Гримаса неприязни, если это можно так назвать, проскользнула только однажды. Стоя посреди прохода, я, как всегда, искал по ящикам какие-то детали и не расслышал за спиной шагов Хьюи. Двигая стремянку, я угодил колесиком ему по большому пальцу. Этот грузный человек с опущенными плечами страдал плоскостопием и для того, чтобы легче было ходить, бритвой прорезал носки ботинок. Взвыв от боли, он ударил меня кулаком в нос: «Ты, вонючий…» Уклоняясь от удара, я почти расслышал оскорбление. Он врезался кулаком в какой-то ящик, и руку пришлось высвобождать. Суставы кровоточили от неглубоких порезов. Обмотав руку носовым платком, он ушел раздраженный, и мы никогда больше не говорили об этом.

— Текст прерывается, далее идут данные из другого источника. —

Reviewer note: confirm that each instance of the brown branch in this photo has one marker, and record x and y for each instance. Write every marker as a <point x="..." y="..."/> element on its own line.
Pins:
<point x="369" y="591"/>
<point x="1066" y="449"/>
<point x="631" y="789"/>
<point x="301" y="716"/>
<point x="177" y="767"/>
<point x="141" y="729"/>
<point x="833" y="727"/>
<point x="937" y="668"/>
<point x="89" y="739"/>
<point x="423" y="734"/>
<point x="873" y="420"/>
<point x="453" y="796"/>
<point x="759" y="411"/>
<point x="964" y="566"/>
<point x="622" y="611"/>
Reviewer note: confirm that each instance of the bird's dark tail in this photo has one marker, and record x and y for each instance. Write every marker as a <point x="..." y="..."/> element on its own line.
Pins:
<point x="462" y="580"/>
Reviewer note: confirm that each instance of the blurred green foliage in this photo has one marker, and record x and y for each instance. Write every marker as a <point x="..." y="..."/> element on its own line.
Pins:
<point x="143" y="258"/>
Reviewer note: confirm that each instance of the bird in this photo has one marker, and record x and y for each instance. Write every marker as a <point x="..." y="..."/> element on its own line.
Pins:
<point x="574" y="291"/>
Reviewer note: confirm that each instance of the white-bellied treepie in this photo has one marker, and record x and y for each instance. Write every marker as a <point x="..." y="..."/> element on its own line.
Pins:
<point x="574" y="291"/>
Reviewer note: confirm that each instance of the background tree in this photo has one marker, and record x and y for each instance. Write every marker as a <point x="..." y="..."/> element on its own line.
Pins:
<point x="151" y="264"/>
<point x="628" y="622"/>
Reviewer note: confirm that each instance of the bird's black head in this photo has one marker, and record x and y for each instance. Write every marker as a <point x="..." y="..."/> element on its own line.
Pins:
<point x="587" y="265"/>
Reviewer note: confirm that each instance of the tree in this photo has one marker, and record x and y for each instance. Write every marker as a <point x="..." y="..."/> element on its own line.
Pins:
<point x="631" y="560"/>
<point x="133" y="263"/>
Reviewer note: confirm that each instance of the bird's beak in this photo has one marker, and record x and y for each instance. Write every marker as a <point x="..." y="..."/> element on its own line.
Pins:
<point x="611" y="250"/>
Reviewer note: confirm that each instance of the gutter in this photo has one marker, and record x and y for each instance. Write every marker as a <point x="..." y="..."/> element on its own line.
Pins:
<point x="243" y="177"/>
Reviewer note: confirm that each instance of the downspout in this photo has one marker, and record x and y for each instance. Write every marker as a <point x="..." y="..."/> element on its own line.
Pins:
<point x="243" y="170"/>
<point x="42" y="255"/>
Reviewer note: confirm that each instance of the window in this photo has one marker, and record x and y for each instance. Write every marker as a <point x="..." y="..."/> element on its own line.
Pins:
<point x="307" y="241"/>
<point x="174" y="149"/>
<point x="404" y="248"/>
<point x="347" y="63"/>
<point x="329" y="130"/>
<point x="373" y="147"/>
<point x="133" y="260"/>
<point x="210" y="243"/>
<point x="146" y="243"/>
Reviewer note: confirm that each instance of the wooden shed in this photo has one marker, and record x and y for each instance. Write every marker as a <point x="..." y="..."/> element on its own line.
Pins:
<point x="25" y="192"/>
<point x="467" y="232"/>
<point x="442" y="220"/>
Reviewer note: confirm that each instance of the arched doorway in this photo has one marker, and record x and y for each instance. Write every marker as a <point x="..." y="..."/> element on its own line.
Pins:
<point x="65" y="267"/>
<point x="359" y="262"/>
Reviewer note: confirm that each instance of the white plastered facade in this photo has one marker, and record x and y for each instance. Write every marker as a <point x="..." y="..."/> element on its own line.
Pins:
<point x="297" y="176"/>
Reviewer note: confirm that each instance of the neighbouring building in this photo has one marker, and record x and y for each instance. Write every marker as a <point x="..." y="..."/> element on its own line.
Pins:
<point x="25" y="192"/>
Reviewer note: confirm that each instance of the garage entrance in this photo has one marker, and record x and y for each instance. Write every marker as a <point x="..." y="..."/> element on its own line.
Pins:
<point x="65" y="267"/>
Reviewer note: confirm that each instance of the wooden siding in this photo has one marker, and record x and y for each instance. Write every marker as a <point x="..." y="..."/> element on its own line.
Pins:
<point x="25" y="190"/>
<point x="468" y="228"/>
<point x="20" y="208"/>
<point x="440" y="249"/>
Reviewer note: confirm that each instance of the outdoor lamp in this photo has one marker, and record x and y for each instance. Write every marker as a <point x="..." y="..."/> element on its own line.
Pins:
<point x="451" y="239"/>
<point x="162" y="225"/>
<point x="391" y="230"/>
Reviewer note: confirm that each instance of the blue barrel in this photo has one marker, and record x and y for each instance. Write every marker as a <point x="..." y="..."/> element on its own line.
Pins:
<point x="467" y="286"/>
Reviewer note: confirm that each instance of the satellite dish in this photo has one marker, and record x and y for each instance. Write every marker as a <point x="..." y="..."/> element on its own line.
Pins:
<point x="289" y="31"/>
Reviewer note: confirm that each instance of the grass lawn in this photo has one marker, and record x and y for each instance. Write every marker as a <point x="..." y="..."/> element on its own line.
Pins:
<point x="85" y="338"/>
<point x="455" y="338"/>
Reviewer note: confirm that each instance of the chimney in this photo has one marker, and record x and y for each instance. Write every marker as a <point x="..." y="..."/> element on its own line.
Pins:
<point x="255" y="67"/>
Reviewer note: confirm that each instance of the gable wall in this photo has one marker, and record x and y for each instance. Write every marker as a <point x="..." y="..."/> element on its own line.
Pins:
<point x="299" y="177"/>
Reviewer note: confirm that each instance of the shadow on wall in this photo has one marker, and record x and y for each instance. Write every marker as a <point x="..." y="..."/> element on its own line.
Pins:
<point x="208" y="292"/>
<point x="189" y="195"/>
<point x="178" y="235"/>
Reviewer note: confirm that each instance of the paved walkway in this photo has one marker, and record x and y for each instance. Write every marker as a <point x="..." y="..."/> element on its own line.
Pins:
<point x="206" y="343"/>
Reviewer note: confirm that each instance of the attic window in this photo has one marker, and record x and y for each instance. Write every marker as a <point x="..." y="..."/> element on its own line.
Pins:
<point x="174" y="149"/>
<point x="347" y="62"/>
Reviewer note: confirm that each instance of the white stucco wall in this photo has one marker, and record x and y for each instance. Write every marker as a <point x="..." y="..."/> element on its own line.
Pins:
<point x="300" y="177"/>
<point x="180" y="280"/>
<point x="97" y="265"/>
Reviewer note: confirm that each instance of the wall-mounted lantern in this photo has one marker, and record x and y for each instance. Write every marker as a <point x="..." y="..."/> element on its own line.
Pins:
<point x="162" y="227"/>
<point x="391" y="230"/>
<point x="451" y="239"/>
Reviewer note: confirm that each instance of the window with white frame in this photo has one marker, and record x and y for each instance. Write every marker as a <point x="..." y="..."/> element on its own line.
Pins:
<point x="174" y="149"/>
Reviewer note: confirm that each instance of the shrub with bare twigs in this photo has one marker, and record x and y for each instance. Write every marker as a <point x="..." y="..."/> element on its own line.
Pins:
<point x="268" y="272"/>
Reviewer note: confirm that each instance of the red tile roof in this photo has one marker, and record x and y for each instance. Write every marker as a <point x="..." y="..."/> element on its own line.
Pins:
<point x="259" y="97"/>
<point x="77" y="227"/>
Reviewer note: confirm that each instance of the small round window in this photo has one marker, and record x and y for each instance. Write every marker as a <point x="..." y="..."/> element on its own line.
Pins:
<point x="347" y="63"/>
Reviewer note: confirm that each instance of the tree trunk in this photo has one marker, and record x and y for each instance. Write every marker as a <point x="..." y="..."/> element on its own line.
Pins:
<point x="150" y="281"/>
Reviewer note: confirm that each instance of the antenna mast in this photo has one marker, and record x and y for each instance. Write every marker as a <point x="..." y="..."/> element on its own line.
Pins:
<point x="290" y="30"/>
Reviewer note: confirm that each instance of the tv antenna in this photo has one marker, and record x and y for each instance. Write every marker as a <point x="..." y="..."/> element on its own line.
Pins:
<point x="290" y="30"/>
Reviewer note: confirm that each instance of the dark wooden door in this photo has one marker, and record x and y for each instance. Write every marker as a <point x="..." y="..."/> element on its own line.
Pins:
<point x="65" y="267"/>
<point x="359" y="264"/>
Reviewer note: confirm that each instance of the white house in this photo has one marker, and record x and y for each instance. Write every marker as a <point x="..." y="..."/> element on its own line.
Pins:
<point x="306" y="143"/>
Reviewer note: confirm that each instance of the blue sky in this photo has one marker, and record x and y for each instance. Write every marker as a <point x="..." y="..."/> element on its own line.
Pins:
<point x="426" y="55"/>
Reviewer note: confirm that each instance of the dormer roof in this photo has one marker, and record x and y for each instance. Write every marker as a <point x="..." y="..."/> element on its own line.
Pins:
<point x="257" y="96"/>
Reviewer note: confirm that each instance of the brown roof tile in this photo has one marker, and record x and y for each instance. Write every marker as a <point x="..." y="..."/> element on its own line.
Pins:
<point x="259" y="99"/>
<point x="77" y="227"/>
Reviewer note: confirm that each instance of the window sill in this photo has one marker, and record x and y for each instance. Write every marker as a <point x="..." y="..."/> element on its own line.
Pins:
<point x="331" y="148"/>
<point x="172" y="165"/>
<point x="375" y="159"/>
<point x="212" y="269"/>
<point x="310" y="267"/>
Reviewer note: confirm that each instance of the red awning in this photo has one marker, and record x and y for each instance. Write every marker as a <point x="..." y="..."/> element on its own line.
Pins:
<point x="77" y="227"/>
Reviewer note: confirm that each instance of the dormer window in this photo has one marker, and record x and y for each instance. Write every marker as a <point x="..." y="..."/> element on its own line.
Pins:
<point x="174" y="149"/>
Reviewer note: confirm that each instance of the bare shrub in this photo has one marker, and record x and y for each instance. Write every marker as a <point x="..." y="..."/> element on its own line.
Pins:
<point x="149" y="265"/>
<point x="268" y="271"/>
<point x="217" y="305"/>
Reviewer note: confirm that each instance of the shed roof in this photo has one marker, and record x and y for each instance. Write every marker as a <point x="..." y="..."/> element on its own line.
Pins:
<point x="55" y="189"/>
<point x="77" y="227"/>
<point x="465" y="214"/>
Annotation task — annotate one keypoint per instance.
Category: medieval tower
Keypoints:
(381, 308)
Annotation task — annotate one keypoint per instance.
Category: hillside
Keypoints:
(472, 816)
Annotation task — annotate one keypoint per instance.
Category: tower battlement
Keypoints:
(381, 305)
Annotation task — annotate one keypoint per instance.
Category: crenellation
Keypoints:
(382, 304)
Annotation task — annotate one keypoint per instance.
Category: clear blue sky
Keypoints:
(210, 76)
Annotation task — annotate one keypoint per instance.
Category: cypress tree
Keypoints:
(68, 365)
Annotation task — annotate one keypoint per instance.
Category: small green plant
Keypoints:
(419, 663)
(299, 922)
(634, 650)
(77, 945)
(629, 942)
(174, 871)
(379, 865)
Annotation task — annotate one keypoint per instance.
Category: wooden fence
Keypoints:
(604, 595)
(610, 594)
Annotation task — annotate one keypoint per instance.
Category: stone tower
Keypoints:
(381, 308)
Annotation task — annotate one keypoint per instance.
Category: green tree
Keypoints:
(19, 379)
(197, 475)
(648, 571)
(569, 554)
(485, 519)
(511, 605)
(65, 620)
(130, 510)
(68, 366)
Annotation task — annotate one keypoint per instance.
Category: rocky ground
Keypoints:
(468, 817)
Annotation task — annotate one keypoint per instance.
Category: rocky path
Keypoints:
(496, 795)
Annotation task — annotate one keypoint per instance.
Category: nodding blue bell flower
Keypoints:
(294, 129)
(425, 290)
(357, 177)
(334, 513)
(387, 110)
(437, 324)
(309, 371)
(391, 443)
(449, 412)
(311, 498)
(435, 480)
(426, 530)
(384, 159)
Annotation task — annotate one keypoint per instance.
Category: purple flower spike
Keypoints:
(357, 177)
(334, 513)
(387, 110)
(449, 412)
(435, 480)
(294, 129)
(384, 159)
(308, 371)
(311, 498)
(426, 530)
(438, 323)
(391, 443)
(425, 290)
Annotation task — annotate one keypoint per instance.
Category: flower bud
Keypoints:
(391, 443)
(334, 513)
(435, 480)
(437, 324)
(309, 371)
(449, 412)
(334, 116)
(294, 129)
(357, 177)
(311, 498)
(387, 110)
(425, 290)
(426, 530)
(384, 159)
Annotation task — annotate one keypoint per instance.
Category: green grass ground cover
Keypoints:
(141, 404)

Покидая в августе 1934 года «Чэдик-Деламатер», я пристроил на свое место двух ребят — сицилийца Питера Дамоне, первого итальянца в этом заведении, и Дэниса Макмаона. Питер был серьезным, подтянутым, неулыбчивым молодым человеком, которого, в отличие от меня, посвященного в какие-то тайны, не посвятили ни в одну. Денис, только что сошедший с корабля молодой верзила с приятным ирландским акцентом, тут же стал заклеивать упаковочной бумагой окна, выходившие на бордель, дабы не видеть каждый божий день проституток. Вскоре оба уже старались не спиться, что по понятным причинам происходило с большинством рабочих, ибо, с одной стороны, не было особых перспектив и продвижения, с другой — в такое время счастьем было иметь хоть такую работу. Закипающее раздражение иногда прорывалось наружу.

Зная о бесконечных змеящихся очередях безработных, где каждый был готов занять твое место, бессмысленно было жаловаться на условия труда, и мы научились смиряться. Когда выпадал заказ на тормозные колодки, их надо было подогнать по заданному образцу на хрупком и твердом, как кирпич, шлифовальном круге, у которого приходилось работать без очков и без маски. Вокруг поднималось облако вонючей пыли, которая проникала даже в контору. Иногда шлифовальный круг рассыпался, и острые, как битое стекло, осколки разлетались во все стороны. Однако никто не задумывался, чем это грозило. Как-то осколок попал мне в грудь. По счастью, стояла зима, в помещении было холодно — температура не поднималась выше 60° по Фаренгейту, — поэтому поверх свитера на мне была надета штормовка, и, не обратив внимания на осколок, я приладил новый круг, чтобы закончить работу. В газетах писали о появлении на производствах новых профсоюзов, но когда я намекнул об этом Хьюи и другим, они с большой опаской отнеслись к перспективе ссоры с хозяином (в пьесе, написанной двадцать лет спустя, я назвал его господином Иглом, так как не помнил настоящего имени). Мы слишком хорошо знали, что нам, как неквалифицированным рабочим, легко найти замену. На самом деле всем — и неквалифицированным, и квалифицированным — не хватало чувства гордости за свой труд. Если бы кто-нибудь надумал создать профсоюз, мы бы решили, что недостойны стать его членами.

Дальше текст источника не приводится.